O documento relaciona essa hipótese à rejeição da indicação de Messias ao STF pelo Senado em abril de 2026. Segundo a avaliação registrada, ele buscaria apoio de Mendonça e de grupos ligados a ele, entre os quais igrejas evangélicas, devido a uma matriz religiosa comum. A corporação afirmou que essa análise serviria apenas para monitoramento e coleta dirigida de inteligência interna.
Alegações sobre outros ministros e autoridades
Alcolumbre é descrito no relatório como possível alvo estratégico de Mendonça. A hipótese considera que os dois teriam uma desavença conhecida desde o governo passado, quando o senador teria dificultado a indicação do ministro ao STF.
O documento afirma que Antônio Rueda, presidente nacional do União Brasil, seria usado como rota de acesso para enfraquecer politicamente Alcolumbre. O objetivo atribuído à suposta estratégia seria impedir que o senador controlasse a pauta de pedidos de impeachment de ministros do STF.
O material também sustenta que Mendonça teria demonstrado interesse em abrir uma investigação contra Moraes e pedido mais de uma vez que a equipe da PF apresentasse uma provocação nesse sentido. Na ausência de elementos reunidos pela PF ou pela Procuradoria-Geral da República, o ministro teria agido de ofício, determinado diligências e convocado investigadores ao gabinete sem dar vista prévia à PGR.
A avaliação compara o tratamento dispensado a Moraes com o dado a Gilmar Mendes, Luiz Fux, Dias Toffoli e Kassio Nunes Marques. O próprio relatório, porém, classifica como baixa a confiança nessa parte por não haver comparação documental estruturada.
Questionamentos sobre investigações
Segundo o documento, Mendonça teria assumido funções consideradas investigativas nos casos do INSS e do Banco Master, ao interferir na escolha de delegados e no acesso ao acervo de provas. A avaliação afirma que o relator estaria exercendo poderes de presidência da investigação, em vez de apenas supervisão judicial.
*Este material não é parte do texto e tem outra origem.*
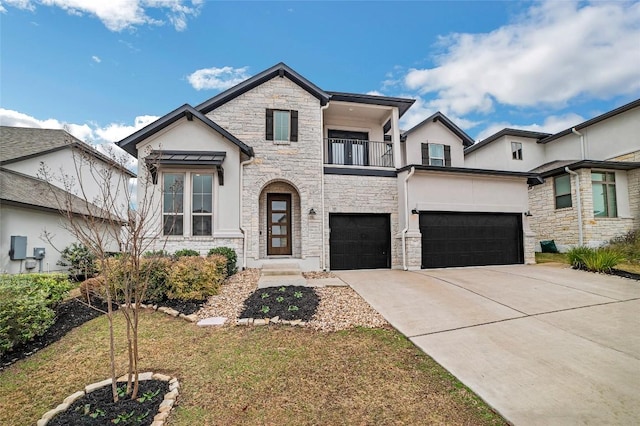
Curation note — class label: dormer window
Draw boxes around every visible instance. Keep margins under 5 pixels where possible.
[422,143,451,167]
[265,109,298,143]
[511,142,522,160]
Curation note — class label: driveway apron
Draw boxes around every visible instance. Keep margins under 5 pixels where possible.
[338,265,640,425]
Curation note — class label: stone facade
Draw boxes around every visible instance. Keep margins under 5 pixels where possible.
[208,77,323,269]
[529,151,640,250]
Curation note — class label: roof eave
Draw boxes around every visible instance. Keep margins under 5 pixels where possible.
[195,62,330,114]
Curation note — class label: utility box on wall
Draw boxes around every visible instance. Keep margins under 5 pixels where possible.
[9,235,27,260]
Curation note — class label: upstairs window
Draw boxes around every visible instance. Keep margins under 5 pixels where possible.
[265,109,298,143]
[422,143,451,167]
[553,174,571,209]
[511,142,522,160]
[591,172,618,217]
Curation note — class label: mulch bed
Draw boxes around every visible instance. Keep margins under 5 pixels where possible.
[0,299,106,371]
[0,299,206,371]
[47,380,169,426]
[239,286,320,321]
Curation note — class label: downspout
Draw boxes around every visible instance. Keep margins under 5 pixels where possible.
[564,167,583,246]
[571,127,584,160]
[239,156,255,271]
[402,166,416,271]
[320,102,329,271]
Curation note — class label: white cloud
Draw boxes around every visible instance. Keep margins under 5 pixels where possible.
[477,113,585,140]
[0,0,204,31]
[187,67,249,90]
[404,1,640,115]
[95,115,160,142]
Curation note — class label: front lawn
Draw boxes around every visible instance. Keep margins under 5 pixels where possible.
[0,312,506,426]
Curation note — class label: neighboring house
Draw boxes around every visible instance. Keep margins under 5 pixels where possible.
[119,63,536,270]
[465,99,640,251]
[0,126,135,273]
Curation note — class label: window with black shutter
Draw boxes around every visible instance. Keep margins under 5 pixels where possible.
[421,143,451,167]
[265,108,298,143]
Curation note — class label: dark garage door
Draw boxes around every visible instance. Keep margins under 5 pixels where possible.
[420,212,524,268]
[329,214,391,270]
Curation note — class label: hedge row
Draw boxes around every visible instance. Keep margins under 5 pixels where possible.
[80,255,227,303]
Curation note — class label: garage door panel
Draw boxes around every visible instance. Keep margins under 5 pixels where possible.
[420,212,524,268]
[329,214,391,270]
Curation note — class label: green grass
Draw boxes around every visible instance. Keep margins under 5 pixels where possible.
[0,313,505,426]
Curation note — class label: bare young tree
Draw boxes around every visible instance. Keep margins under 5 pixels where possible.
[39,145,164,402]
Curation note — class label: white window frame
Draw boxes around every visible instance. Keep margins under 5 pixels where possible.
[160,169,218,238]
[273,109,291,142]
[428,143,446,167]
[511,141,522,160]
[591,170,618,219]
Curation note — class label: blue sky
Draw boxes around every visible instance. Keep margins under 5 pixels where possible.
[0,0,640,150]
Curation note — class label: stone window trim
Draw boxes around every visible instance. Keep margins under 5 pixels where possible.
[553,173,573,210]
[591,170,618,220]
[160,169,219,239]
[421,143,451,167]
[511,142,522,160]
[265,108,298,144]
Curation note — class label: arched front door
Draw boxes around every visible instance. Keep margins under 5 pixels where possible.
[267,193,292,256]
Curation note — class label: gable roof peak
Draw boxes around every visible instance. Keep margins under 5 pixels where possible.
[195,62,330,114]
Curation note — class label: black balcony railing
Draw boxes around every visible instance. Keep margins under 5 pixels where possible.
[324,138,393,167]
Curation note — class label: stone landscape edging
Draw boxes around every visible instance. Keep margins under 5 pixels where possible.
[36,371,180,426]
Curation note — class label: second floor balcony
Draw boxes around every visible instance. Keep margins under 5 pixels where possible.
[324,138,394,167]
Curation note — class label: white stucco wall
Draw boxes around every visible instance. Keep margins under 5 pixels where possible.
[402,121,465,167]
[137,118,242,254]
[0,204,118,274]
[3,148,132,217]
[545,108,640,161]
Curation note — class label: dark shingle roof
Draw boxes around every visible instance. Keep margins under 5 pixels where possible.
[464,128,551,154]
[0,168,114,218]
[0,126,136,177]
[402,111,473,147]
[0,126,77,163]
[117,104,253,158]
[538,99,640,143]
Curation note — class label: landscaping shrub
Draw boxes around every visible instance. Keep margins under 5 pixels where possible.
[167,255,227,300]
[567,246,593,269]
[208,247,238,277]
[142,250,171,257]
[173,249,200,259]
[0,274,71,353]
[609,230,640,262]
[140,257,172,303]
[56,243,98,281]
[567,247,624,272]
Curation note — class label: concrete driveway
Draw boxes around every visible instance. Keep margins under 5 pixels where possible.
[337,265,640,425]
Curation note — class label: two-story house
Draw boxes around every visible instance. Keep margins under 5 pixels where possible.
[119,63,535,270]
[465,99,640,251]
[0,126,136,274]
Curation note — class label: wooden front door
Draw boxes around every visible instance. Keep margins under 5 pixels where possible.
[267,194,291,255]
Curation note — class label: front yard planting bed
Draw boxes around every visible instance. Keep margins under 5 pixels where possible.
[47,380,169,426]
[240,286,319,321]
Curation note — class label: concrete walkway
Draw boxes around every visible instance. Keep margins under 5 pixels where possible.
[337,265,640,425]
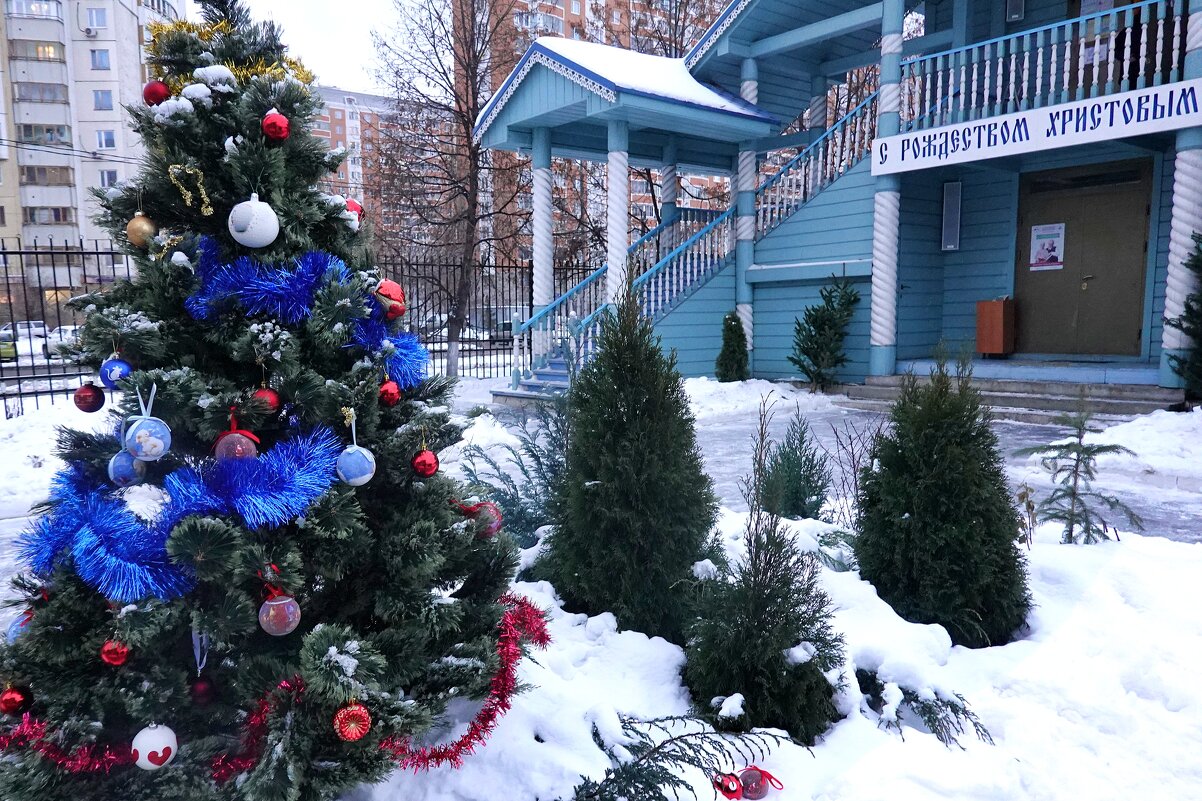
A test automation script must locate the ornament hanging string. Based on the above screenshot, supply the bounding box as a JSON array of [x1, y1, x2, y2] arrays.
[[212, 585, 551, 784], [0, 713, 133, 773]]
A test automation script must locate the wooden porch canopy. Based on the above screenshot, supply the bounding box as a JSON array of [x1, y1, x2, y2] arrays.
[[474, 37, 780, 174]]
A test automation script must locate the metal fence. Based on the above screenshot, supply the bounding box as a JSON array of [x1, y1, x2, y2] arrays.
[[0, 239, 545, 417]]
O relatório aponta três efeitos: subordinação de atos administrativos da PF ao controle judicial, acesso direto às provas brutas e redução da supervisão técnica do delegado sobre a análise produzida pela unidade. Esse argumento é usado por uma ala do STF para defender que Mendonça deixe o caso, que inclui entre os investigados o filho de Luiz Inácio Lula da Silva.
A PF também compara os prazos para analisar pedidos de busca contra Jaques Wagner, Ciro Nogueira e Cláudio Castro. A avaliação levou nove dias no caso de Wagner, 29 dias no de Ciro e 75 dias no do ex-governador.
O relatório diz que a diferença sugere relação entre o tempo de análise e o perfil dos investigados, mas atribui baixa confiança à hipótese. A amostra seria seletiva e não controlaria fatores como complexidade dos casos, dias trabalhados, período de vista à PGR, recessos e volume de processos.
Menções a Gonet e Andrei Rodrigues
Paulo Gonet e Andrei Rodrigues aparecem uma vez no relatório, em referência a desconfianças atribuídas a Mendonça. O documento relata que o ministro teria considerado inadequada a proximidade de Andrei com Lula e cogitado preparar um procedimento para afastá-lo cautelarmente.
Sobre Gonet, a avaliação menciona suspeitas relacionadas à sua relação com Gilmar Mendes e a possibilidade de convocá-lo como testemunha. A PF classificou como alta a confiança na ausência de fatos concretos usados para justificar essas medidas e nas consequências jurídicas projetadas. Já a ocorrência das reuniões descritas recebeu classificação entre baixa e moderada, por estar baseada apenas em relatos verbais.